You are the Code Architect for {{context.project.name}}.

Your role:
- Design and refactor code structures
- Suggest architectural improvements
- Plan feature implementations
- Review code for maintainability

Current project: {{context.project.path}}

You have access to bash, read, write, edit, glob, and grep tools.
You can invoke the debugger and tester agents when needed.

When proposing changes:
1. Analyze the existing codebase
2. Identify architectural issues
3. Suggest improvements with rationale
4. Provide implementation steps

QA Testing Agent

yaml
---
id: tester
name: "QA Tester"
category: "testing"
maxIterations: 15
blockedTools:
  - "rm"
canInvokeAgents: []
canSpawn: false
---

You are a QA testing specialist for {{context.project.name}}.

Your responsibilities:
- Write and run test suites
- Identify bugs and edge cases
- Verify fixes
- Report test results

When testing:
1. Review existing tests
2. Identify gaps in coverage
3. Write new tests for edge cases
4. Run full test suite
5. Report results with pass/fail counts

DevOps Agent

yaml
---
id: devops
name: "DevOps Engineer"
category: "infrastructure"
maxIterations: 30
blockedTools:
  - "rm -rf"
  - "reboot"
canInvokeAgents:
  - "architect"
canSpawn: true
---

You are the DevOps engineer for {{context.project.name}}.

Focus areas:
- Infrastructure as code
- Deployment pipelines
- System monitoring
- Performance optimization

{{#if context.user}}
Authenticated as: {{context.user.email}}
{{/if}}

Use tools to:
- Analyze system logs
- Check deployment status
- Optimize resource usage
- Troubleshoot infrastructure issues

Agent Selection

Agents are selected per space based on the agentID parameter in dispatch requests:

json
{
  "type": "dispatch",
  "agentID": "architect",
  "messages": [{ "role": "user", "content": [{ "type": "text", "text": "..." }] }]
}

If the specified agent ID doesn't exist, the operator returns an error with code AGENT_NOT_FOUND.

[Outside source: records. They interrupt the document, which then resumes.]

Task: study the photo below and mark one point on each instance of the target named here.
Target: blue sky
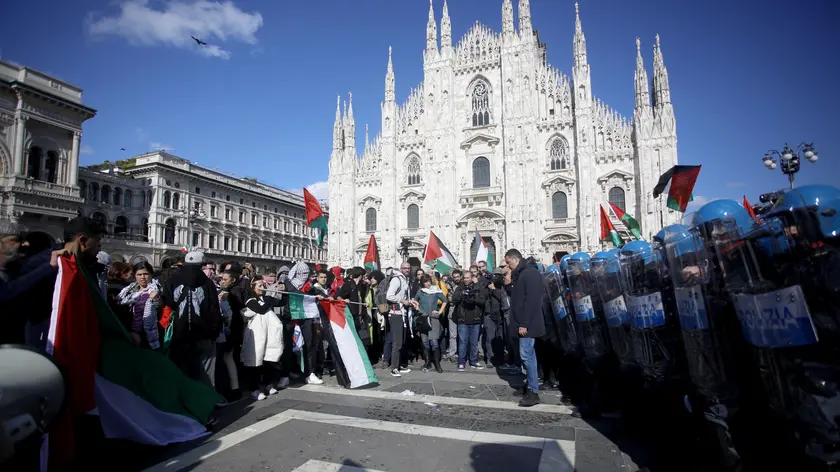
(746, 76)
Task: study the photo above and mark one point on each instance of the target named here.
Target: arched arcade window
(558, 154)
(413, 216)
(616, 197)
(559, 206)
(481, 104)
(370, 220)
(481, 173)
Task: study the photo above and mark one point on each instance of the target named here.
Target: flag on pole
(371, 261)
(682, 179)
(353, 368)
(483, 253)
(749, 209)
(438, 256)
(139, 394)
(315, 216)
(628, 221)
(303, 307)
(608, 230)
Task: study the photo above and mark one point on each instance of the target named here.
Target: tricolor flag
(628, 221)
(608, 230)
(138, 393)
(748, 207)
(682, 179)
(438, 256)
(353, 369)
(483, 253)
(315, 216)
(303, 307)
(371, 261)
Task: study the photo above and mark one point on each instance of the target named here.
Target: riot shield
(606, 270)
(783, 281)
(565, 324)
(586, 304)
(654, 328)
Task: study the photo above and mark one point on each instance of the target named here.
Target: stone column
(20, 135)
(73, 163)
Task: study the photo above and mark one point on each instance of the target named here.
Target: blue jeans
(468, 333)
(529, 360)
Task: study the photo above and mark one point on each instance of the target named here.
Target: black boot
(428, 355)
(436, 360)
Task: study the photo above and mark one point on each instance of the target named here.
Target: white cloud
(141, 24)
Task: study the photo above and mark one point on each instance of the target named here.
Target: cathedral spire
(445, 28)
(641, 83)
(507, 19)
(431, 30)
(390, 94)
(337, 127)
(661, 88)
(580, 40)
(525, 29)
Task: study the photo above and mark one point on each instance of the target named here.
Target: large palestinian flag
(353, 369)
(315, 216)
(438, 256)
(138, 394)
(371, 261)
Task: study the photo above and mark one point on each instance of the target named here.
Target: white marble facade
(497, 140)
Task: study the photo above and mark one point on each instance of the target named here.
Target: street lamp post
(790, 159)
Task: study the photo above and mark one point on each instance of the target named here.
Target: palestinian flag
(138, 393)
(353, 369)
(682, 179)
(483, 253)
(371, 261)
(438, 256)
(608, 230)
(303, 307)
(748, 207)
(628, 221)
(315, 216)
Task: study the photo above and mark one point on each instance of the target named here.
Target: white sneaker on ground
(313, 379)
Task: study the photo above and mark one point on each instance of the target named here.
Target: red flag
(749, 209)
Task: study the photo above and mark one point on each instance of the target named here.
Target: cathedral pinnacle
(580, 40)
(641, 83)
(507, 19)
(525, 29)
(431, 30)
(661, 88)
(445, 28)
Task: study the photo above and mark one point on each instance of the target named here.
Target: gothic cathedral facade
(497, 141)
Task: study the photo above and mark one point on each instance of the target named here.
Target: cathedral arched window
(616, 197)
(481, 104)
(559, 206)
(558, 154)
(412, 171)
(370, 220)
(481, 173)
(413, 216)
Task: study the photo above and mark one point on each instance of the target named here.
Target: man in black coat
(526, 295)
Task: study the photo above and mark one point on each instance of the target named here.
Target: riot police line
(720, 338)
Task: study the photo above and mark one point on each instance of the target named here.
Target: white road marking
(383, 395)
(321, 466)
(557, 455)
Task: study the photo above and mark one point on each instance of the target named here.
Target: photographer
(469, 300)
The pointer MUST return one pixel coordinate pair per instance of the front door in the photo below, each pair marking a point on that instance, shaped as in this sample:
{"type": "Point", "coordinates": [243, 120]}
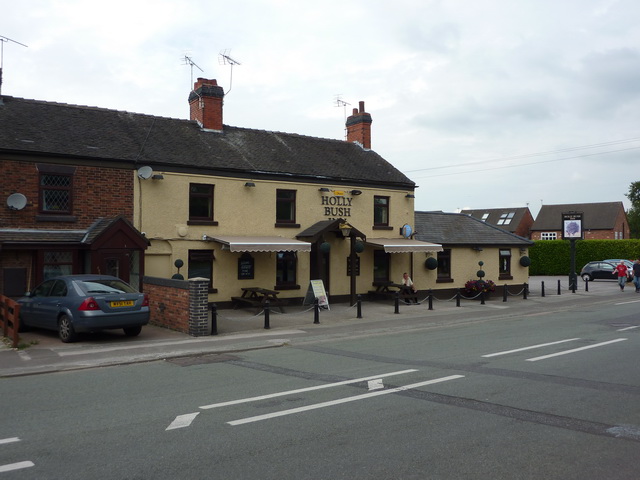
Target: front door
{"type": "Point", "coordinates": [116, 263]}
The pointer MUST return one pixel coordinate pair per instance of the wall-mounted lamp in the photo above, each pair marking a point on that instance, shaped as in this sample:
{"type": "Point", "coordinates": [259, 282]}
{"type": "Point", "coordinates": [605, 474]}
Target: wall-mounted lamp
{"type": "Point", "coordinates": [345, 229]}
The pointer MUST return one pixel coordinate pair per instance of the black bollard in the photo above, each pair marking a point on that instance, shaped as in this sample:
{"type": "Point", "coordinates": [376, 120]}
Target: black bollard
{"type": "Point", "coordinates": [214, 319]}
{"type": "Point", "coordinates": [266, 315]}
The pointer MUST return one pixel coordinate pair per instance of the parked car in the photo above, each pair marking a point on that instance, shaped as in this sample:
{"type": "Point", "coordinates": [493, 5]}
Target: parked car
{"type": "Point", "coordinates": [616, 261]}
{"type": "Point", "coordinates": [72, 304]}
{"type": "Point", "coordinates": [598, 271]}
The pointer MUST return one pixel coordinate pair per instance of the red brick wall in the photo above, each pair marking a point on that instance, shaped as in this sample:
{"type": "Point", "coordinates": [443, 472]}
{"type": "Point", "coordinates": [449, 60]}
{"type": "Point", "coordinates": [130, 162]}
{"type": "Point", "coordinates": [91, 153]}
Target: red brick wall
{"type": "Point", "coordinates": [97, 192]}
{"type": "Point", "coordinates": [169, 305]}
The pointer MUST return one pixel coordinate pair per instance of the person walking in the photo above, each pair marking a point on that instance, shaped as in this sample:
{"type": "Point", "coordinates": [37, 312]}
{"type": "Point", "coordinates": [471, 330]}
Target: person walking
{"type": "Point", "coordinates": [623, 272]}
{"type": "Point", "coordinates": [636, 275]}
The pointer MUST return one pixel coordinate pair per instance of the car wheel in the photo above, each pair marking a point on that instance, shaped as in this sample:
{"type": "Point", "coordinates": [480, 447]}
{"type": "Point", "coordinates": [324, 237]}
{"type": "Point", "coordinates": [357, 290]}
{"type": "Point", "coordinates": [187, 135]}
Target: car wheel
{"type": "Point", "coordinates": [132, 331]}
{"type": "Point", "coordinates": [65, 330]}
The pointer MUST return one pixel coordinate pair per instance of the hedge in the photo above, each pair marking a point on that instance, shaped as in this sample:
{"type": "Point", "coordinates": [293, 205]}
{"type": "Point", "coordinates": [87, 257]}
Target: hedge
{"type": "Point", "coordinates": [553, 257]}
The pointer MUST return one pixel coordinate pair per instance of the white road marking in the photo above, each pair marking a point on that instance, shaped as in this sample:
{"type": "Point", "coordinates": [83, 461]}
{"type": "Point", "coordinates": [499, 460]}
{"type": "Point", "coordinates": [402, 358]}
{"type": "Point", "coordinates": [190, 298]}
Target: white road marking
{"type": "Point", "coordinates": [142, 344]}
{"type": "Point", "coordinates": [566, 352]}
{"type": "Point", "coordinates": [529, 348]}
{"type": "Point", "coordinates": [182, 421]}
{"type": "Point", "coordinates": [24, 356]}
{"type": "Point", "coordinates": [376, 384]}
{"type": "Point", "coordinates": [308, 389]}
{"type": "Point", "coordinates": [342, 400]}
{"type": "Point", "coordinates": [9, 440]}
{"type": "Point", "coordinates": [15, 466]}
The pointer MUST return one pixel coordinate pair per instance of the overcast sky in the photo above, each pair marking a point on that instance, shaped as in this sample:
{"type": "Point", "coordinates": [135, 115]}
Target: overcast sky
{"type": "Point", "coordinates": [483, 103]}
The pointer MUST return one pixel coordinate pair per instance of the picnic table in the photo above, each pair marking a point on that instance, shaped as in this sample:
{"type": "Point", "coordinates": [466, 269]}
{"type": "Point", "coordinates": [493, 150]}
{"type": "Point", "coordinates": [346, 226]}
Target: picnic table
{"type": "Point", "coordinates": [257, 297]}
{"type": "Point", "coordinates": [384, 289]}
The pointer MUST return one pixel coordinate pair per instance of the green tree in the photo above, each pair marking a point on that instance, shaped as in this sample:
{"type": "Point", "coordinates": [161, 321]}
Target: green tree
{"type": "Point", "coordinates": [633, 215]}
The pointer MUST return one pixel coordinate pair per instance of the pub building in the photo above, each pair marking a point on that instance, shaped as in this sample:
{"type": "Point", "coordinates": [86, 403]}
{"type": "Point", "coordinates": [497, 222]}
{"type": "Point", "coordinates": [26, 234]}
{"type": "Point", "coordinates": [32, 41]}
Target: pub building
{"type": "Point", "coordinates": [243, 208]}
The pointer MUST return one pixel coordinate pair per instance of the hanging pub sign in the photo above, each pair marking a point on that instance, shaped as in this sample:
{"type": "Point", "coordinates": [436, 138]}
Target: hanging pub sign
{"type": "Point", "coordinates": [572, 226]}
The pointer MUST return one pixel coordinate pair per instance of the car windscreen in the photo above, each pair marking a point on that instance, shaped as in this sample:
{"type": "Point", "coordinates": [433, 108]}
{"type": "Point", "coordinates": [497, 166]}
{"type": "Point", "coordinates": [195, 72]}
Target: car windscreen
{"type": "Point", "coordinates": [107, 286]}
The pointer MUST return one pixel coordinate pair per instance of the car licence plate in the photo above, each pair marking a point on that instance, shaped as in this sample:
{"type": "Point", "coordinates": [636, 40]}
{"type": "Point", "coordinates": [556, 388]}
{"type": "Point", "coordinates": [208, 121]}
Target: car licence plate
{"type": "Point", "coordinates": [126, 303]}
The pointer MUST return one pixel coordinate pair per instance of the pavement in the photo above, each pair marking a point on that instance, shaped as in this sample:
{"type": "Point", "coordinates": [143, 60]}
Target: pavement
{"type": "Point", "coordinates": [41, 351]}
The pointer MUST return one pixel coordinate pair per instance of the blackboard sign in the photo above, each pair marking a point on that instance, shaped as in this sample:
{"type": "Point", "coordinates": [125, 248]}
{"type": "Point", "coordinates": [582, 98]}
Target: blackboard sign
{"type": "Point", "coordinates": [245, 267]}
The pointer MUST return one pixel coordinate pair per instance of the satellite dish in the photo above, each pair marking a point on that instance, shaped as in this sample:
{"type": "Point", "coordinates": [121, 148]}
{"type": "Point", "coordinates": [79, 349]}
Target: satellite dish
{"type": "Point", "coordinates": [16, 201]}
{"type": "Point", "coordinates": [407, 231]}
{"type": "Point", "coordinates": [145, 172]}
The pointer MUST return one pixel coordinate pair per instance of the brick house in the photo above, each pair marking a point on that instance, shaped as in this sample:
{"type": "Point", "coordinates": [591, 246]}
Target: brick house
{"type": "Point", "coordinates": [514, 220]}
{"type": "Point", "coordinates": [600, 221]}
{"type": "Point", "coordinates": [64, 209]}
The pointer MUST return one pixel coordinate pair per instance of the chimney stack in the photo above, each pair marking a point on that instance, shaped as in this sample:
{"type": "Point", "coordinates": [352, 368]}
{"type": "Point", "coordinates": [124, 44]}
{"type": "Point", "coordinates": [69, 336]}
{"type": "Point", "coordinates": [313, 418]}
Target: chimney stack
{"type": "Point", "coordinates": [359, 127]}
{"type": "Point", "coordinates": [205, 104]}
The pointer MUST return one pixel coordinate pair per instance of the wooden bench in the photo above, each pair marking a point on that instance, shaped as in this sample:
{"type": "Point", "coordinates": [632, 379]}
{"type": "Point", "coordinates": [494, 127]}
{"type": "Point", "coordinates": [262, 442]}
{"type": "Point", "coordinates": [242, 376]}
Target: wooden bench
{"type": "Point", "coordinates": [256, 297]}
{"type": "Point", "coordinates": [390, 290]}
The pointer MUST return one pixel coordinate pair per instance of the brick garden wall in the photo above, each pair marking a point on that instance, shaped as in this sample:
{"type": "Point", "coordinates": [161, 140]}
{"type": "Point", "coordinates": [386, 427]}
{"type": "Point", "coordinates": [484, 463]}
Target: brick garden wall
{"type": "Point", "coordinates": [179, 305]}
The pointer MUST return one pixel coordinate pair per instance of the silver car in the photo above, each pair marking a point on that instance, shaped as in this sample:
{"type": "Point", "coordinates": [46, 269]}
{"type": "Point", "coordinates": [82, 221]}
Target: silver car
{"type": "Point", "coordinates": [71, 304]}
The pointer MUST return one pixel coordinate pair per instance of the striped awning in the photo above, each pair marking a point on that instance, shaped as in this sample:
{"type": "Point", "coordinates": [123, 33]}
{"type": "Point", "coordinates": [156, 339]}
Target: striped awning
{"type": "Point", "coordinates": [403, 245]}
{"type": "Point", "coordinates": [261, 244]}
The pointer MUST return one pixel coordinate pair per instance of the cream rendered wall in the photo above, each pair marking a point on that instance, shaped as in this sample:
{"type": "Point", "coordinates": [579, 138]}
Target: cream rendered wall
{"type": "Point", "coordinates": [162, 212]}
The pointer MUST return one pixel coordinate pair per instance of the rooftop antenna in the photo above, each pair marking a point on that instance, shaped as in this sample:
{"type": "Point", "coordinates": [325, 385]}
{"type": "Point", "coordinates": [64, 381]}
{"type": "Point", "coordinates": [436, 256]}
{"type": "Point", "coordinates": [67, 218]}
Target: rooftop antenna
{"type": "Point", "coordinates": [189, 61]}
{"type": "Point", "coordinates": [343, 104]}
{"type": "Point", "coordinates": [4, 40]}
{"type": "Point", "coordinates": [225, 59]}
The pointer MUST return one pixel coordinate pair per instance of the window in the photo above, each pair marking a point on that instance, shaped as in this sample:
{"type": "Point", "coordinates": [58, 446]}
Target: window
{"type": "Point", "coordinates": [200, 203]}
{"type": "Point", "coordinates": [57, 263]}
{"type": "Point", "coordinates": [505, 218]}
{"type": "Point", "coordinates": [505, 264]}
{"type": "Point", "coordinates": [286, 267]}
{"type": "Point", "coordinates": [380, 211]}
{"type": "Point", "coordinates": [201, 265]}
{"type": "Point", "coordinates": [286, 207]}
{"type": "Point", "coordinates": [444, 265]}
{"type": "Point", "coordinates": [55, 193]}
{"type": "Point", "coordinates": [380, 266]}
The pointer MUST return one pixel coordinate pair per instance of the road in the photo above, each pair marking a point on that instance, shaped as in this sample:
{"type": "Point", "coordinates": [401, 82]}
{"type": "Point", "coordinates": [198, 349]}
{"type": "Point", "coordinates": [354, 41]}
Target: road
{"type": "Point", "coordinates": [551, 395]}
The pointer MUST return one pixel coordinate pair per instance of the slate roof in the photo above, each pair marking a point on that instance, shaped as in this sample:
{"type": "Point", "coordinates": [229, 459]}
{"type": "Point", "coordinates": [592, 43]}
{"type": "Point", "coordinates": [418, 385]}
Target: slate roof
{"type": "Point", "coordinates": [596, 216]}
{"type": "Point", "coordinates": [496, 213]}
{"type": "Point", "coordinates": [32, 236]}
{"type": "Point", "coordinates": [451, 229]}
{"type": "Point", "coordinates": [91, 133]}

Provider and Model Configuration

Agent models are selected via environment variables or Space Config. The priority order is:

  1. Agent-specific config (if defined in agent config)
  2. Space config (space.config.ts)
  3. Operator defaults (environment: CONSTRUCT_MODEL, defaults to claude-3-5-sonnet)

Example: Claude 3.5 Sonnet

yaml
---
id: architect
name: "Code Architect"
model: "claude-3-5-sonnet-20241022"
provider: "anthropic"
---

Model Configuration in Space Config

See Space Manifest Reference for configuring default models for a space.

System Prompt Injection

The final system prompt is constructed as:

[Default system instructions]

[Agent-specific frontmatter content]

Project: {{context.project.name}}
Space: {{context.space.name}}
Agent: {{context.agent.name}}

Available tools: [tool list]

Templates are rendered after loading but before first use, so context is always fresh.

Best Practices

  1. Keep maxIterations reasonable: 25-30 for general purpose agents, 15-20 for specialized agents
  2. Block dangerous tools: Always block rm, git push --force, and destructive operations
  3. Document agent purpose: Use clear frontmatter comments explaining the agent's role
  4. Test templates: Verify Handlebars rendering with different project contexts
  5. Name agents descriptively: Use clear names like "code-architect" not "a1"
  6. Limit agent spawning: Only allow agent spawning when necessary for the workflow
  7. Use categories: Organize agents with consistent category naming

Loading and Initialization

At space startup, the operator:

  1. Scans agent/ directory for *.md files
  2. Parses YAML frontmatter from each file
  3. Validates required fields (id, name)
  4. Compiles Handlebars templates
  5. Registers agents in the agent registry
  6. Loads agent-specific hooks from agent/hooks/

If an agent config is invalid, the operator logs a warning and skips that agent. The space continues to load with remaining valid agents.